When is a trust appropriate?
When is a will appropriate?
People are often confused between the distinction between a will and a trust. Often clients will ask, “When is a will appropriate?” and “When is a trust appropriate?” These are questions that are best answered in light of an individuals’ specific situation. For example a will might be appropriate for someone who has significant assets, but only one child. That child can be listed as a beneficiary on all the assets and a trust may not be necessary. However, if that specific person has most of their assets in a brokerage account in which the brokerage prefers not to rely on instructions from an agent under a power of attorney, but rather prefers when the account is significant that the assets be administered by a trustee of an irrevocable living trust. Obviously, in that situation the lawyer would recommend the irrevocable living trust.
What exactly is a will? A will is a list of instructions to the court of how the assets of the person who has died should be administered and distributed to the persons listed in the will. The probate process is designed to by court order to transfer assets of the deceased person from the name of the deceased person to another named person. Contrary to popular belief, a will does not avoid the probate process, rather the will is the instructions by which the probate court administers the assets of the deceased person and distributes the assets to the new owners.

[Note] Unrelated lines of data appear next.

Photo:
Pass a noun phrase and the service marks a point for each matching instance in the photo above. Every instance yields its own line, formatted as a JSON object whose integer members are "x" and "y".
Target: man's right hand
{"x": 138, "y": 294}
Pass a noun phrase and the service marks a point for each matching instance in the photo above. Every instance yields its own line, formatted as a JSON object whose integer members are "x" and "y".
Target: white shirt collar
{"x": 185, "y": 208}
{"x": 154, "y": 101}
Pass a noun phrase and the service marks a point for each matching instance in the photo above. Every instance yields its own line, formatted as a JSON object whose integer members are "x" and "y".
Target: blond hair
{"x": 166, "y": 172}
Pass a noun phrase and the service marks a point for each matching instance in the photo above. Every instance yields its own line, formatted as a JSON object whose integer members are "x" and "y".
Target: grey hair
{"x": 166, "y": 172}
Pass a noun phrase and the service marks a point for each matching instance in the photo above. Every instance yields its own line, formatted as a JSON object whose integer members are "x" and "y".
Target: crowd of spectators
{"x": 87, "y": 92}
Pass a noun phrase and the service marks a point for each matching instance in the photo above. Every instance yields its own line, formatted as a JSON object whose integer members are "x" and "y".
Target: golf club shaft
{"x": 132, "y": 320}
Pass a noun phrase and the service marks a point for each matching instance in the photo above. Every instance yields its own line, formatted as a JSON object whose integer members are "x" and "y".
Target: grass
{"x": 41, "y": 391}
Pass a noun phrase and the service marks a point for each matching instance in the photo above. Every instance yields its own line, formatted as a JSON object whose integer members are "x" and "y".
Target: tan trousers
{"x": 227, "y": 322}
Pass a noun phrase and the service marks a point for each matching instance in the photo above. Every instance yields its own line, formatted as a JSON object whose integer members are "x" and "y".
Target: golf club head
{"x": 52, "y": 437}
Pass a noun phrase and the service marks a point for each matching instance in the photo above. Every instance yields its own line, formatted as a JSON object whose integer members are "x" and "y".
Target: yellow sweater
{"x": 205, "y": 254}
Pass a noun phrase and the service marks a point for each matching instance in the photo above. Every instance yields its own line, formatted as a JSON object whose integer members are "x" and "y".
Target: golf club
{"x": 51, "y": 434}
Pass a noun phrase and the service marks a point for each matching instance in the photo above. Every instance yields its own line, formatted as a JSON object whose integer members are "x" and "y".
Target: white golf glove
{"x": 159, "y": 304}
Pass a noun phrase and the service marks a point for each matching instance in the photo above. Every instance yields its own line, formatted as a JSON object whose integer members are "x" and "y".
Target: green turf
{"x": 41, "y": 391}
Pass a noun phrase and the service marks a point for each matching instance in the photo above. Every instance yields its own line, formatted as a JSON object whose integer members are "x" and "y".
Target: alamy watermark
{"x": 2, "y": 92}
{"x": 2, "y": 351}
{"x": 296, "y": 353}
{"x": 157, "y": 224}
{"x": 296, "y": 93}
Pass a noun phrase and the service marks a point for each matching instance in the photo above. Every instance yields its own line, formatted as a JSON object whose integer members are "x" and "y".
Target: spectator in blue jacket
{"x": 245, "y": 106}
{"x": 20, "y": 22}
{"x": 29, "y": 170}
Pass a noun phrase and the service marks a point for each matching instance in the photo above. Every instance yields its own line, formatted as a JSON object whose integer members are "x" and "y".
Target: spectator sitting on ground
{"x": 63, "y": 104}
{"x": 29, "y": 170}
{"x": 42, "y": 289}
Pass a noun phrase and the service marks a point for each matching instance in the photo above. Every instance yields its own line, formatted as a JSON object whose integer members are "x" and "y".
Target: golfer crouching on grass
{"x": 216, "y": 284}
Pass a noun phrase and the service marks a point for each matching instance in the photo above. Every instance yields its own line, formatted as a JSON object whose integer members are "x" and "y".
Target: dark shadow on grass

What is a trust? A trust is a person under our legal system. A trust owns the assets and at the time of death, the assets owned by the deceased (in the trust) can be transferred to another person without the need for probate. The trust document specifies the transfer information. Trusts are beneficial if a person becomes disabled. In that situation the trust, if appropriately worded, can distribute the assets to the new owners at the death of the original owner. Usually, the trust is created by a person and is known as the person’s revocable living trust. If the original owner, who is usually the original trustee, becomes unable to serve as trustee the successor trustee as named in the document would become the administer of the assets in the trust. These are popular because you avoid probate at the time of the death and also at the time someone becomes incapacitated.
Obviously, when reviewing these issues, it is important to discuss the specific matters with legal counsel.